Öncelikle salonları iç müşterimiz dediğimiz ekiplerimiz için yaşanabilir, mutlu olunacak yerler haline getirmemiz gerekiyor.
Hep salonlarımızın dışını düşünüyoruz. Müşterinin gördüğü yerler muhteşem dekorasyonlar ama içeride yaşam alanı vermediğimiz sürece o salonda çalışan ekiplerimizin 12 saat ayakta durmalarını bekleyemeyiz. Onları esasında şu anda yaşamak mutlu ediyor.
Salonda motivasyonun artması yetenekli insanların hem yeteneklerini daha fazla ortaya çıkarmasını hem de daha uzun süre bizlerle kalmasını sağlayacak.
Bir kuaför ve kuaför salonu nasıl farklılaşır?
Bugün artık her salonda saç kesiliyor. Her salonda saç boyanıyor. Bunu yapmayı bilmeyen bir kuaför salonu olduğunu düşünmüyorum. Bu Türkiye’de eğitimin ne kadar yükseldiğinin bir kanıtıdır aslında.
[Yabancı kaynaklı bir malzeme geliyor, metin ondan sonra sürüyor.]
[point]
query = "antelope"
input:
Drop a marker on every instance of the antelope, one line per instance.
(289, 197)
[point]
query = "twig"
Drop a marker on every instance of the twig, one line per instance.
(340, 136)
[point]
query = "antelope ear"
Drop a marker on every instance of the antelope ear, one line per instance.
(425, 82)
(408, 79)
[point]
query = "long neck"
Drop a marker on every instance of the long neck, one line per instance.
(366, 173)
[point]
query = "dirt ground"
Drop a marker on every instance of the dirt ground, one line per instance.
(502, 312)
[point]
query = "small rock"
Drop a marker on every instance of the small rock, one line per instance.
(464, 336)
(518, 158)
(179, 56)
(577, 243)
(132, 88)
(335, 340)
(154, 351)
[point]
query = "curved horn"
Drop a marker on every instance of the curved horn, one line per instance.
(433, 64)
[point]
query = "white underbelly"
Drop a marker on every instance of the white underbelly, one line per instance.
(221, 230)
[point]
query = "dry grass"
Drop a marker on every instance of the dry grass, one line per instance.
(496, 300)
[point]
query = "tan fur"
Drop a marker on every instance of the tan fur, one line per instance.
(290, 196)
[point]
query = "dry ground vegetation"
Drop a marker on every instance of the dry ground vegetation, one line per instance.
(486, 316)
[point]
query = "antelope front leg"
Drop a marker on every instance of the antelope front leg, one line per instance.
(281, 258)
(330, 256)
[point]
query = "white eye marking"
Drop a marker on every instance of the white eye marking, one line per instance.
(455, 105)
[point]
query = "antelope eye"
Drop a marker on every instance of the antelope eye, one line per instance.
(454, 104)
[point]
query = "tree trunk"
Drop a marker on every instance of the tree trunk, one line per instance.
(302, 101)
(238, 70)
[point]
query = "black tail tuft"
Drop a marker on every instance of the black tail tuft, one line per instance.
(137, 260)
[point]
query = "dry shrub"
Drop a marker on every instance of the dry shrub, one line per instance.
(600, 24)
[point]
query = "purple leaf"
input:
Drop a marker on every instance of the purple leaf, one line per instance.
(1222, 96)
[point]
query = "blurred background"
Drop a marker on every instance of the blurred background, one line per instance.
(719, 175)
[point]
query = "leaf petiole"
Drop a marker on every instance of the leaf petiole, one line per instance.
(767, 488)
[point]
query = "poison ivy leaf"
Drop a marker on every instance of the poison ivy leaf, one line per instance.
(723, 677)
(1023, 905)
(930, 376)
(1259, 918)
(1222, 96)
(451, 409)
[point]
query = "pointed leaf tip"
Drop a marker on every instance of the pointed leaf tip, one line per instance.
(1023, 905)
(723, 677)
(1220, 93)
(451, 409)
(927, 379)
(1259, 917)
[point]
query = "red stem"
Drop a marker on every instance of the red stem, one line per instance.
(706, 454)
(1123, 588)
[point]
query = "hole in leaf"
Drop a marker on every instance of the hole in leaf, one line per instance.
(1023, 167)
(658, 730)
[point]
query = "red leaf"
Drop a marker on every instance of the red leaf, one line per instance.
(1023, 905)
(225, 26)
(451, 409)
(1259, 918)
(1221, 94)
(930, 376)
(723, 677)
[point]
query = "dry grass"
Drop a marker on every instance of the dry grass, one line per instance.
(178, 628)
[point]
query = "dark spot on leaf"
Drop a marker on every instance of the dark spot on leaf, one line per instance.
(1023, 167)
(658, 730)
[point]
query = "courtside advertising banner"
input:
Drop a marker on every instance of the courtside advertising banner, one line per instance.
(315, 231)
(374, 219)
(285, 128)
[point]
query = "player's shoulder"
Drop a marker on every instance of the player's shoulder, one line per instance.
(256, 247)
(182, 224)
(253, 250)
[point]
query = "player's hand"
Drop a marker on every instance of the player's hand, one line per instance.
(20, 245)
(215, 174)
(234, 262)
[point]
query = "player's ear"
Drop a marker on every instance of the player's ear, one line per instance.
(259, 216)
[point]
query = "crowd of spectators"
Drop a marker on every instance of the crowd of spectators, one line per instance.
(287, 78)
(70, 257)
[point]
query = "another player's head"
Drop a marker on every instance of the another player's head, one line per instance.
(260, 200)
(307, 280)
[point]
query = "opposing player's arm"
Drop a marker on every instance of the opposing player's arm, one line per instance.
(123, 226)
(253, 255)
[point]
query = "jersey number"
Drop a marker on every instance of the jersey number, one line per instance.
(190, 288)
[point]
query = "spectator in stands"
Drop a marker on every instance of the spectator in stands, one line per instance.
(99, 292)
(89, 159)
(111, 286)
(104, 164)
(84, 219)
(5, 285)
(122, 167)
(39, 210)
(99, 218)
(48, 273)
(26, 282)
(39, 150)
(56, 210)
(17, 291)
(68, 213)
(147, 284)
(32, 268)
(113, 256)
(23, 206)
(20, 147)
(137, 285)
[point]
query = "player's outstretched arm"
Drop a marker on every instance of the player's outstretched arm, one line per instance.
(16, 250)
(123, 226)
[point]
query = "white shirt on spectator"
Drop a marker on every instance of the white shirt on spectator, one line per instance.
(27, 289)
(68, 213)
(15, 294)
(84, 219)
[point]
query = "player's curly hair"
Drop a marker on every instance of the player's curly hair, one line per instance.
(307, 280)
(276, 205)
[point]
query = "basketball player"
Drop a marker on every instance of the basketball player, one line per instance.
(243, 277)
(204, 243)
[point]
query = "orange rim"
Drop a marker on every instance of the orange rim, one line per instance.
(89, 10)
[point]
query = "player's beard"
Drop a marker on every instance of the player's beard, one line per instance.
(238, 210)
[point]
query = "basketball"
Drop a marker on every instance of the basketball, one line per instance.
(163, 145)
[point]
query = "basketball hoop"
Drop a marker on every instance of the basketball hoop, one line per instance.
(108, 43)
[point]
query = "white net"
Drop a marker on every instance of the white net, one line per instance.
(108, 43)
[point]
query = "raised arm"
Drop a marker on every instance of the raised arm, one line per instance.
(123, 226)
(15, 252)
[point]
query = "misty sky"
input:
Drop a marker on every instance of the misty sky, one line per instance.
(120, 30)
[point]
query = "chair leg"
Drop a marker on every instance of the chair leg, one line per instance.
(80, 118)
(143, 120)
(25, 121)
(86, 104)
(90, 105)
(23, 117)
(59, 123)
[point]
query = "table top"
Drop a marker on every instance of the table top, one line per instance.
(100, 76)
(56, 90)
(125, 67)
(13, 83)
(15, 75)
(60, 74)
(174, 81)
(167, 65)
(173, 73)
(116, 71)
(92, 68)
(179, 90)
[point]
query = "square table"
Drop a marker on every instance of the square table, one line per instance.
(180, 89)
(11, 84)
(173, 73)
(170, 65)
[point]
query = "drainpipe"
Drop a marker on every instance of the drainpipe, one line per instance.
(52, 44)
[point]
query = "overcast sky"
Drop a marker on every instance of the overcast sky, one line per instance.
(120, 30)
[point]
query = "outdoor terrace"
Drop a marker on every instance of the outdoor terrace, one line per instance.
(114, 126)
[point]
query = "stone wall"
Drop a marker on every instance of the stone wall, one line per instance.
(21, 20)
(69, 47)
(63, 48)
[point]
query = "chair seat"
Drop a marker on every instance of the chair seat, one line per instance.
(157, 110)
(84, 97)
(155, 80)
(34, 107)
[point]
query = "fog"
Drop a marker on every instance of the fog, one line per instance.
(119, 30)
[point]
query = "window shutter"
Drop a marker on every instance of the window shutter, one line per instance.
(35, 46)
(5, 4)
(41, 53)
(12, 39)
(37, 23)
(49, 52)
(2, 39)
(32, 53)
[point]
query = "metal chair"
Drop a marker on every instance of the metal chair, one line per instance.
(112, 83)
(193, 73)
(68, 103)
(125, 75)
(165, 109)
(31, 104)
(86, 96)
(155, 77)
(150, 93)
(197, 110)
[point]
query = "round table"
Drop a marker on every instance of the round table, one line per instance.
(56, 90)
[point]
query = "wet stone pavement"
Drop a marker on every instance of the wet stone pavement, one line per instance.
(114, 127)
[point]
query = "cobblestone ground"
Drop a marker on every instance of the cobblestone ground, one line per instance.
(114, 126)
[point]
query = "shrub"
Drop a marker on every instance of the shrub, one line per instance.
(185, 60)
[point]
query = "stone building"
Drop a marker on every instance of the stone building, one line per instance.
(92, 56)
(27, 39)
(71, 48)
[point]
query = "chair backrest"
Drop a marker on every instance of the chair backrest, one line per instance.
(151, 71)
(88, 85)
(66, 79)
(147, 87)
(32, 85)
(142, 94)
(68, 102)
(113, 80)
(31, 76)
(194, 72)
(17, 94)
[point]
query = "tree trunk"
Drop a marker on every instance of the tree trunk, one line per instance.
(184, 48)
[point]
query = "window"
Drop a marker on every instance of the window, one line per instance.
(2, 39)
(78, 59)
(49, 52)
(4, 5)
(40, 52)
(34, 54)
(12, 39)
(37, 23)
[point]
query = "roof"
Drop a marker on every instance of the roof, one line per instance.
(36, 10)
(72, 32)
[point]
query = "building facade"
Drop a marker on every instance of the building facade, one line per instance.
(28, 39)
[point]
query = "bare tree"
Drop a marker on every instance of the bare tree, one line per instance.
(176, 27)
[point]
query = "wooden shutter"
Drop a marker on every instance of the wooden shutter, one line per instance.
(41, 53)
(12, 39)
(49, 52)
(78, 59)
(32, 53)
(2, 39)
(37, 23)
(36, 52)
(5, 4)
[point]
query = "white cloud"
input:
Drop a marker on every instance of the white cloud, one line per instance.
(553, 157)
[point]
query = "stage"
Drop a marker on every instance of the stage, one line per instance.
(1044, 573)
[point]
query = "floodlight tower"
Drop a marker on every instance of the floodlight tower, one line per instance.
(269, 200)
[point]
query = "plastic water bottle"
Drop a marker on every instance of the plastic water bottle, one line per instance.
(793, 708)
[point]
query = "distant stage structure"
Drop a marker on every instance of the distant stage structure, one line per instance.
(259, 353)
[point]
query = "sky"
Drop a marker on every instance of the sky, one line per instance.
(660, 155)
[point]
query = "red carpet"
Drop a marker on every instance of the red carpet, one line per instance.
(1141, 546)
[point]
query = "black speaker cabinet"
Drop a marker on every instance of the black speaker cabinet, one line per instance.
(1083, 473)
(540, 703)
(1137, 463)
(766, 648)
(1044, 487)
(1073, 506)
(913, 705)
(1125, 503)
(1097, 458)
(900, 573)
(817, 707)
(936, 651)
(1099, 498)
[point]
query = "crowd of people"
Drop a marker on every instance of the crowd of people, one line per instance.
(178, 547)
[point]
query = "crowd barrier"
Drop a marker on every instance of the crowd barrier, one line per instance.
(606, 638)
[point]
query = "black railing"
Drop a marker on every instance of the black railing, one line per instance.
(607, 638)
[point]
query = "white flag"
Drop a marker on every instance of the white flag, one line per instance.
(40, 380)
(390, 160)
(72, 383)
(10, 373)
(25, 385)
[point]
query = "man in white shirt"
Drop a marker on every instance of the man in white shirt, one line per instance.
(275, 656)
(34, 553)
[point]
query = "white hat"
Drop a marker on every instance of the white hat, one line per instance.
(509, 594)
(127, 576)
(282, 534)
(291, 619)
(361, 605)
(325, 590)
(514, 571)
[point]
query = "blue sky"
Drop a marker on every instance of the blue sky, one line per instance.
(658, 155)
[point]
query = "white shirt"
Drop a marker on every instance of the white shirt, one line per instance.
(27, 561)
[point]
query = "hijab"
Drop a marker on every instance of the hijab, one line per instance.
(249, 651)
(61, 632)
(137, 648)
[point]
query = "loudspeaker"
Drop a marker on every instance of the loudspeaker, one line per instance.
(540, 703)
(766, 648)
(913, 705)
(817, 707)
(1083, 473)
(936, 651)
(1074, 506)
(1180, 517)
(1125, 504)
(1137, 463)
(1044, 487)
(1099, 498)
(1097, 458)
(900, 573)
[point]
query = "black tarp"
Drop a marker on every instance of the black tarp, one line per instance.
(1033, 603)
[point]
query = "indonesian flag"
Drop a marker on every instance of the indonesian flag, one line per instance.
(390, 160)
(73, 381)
Bugün artık bunlar yeterli değil. Tüketicilerinin önünde giden salonlar farklılaşacaktır.
Tüketiciler salona geldiklerinde ellerindeki cep telefonlarından ya da tabletlerinden bize bir fotoğraf gösterip bunu istiyorum diyorlar. İşte bu aşama içerisinde ona nasıl bir hizmet sunacağımız çok önem kazanır hale geliyor. Kuaförün tam bu aşamada, müşterinin ne istediğini analiz edip, doğru konsültasyon ve doğru iletişim kurması gerektiğini düşünüyorum. Çünkü artık tüketiciler de değişti. Eskiden tüketiciler bir kuaför salonuna geldiklerinde sana bırakıyorum derlerdi. Artık bırakmıyorlar, istediklerinin peşinde koşuyorlar. Dolayısıyla bana göre müşteri ile doğru iletişim kuran kuaförler farklılaşacaklar. Uzmanlaşan kuaför salonların da farklılık göstermeye başlayacağını düşünüyorum.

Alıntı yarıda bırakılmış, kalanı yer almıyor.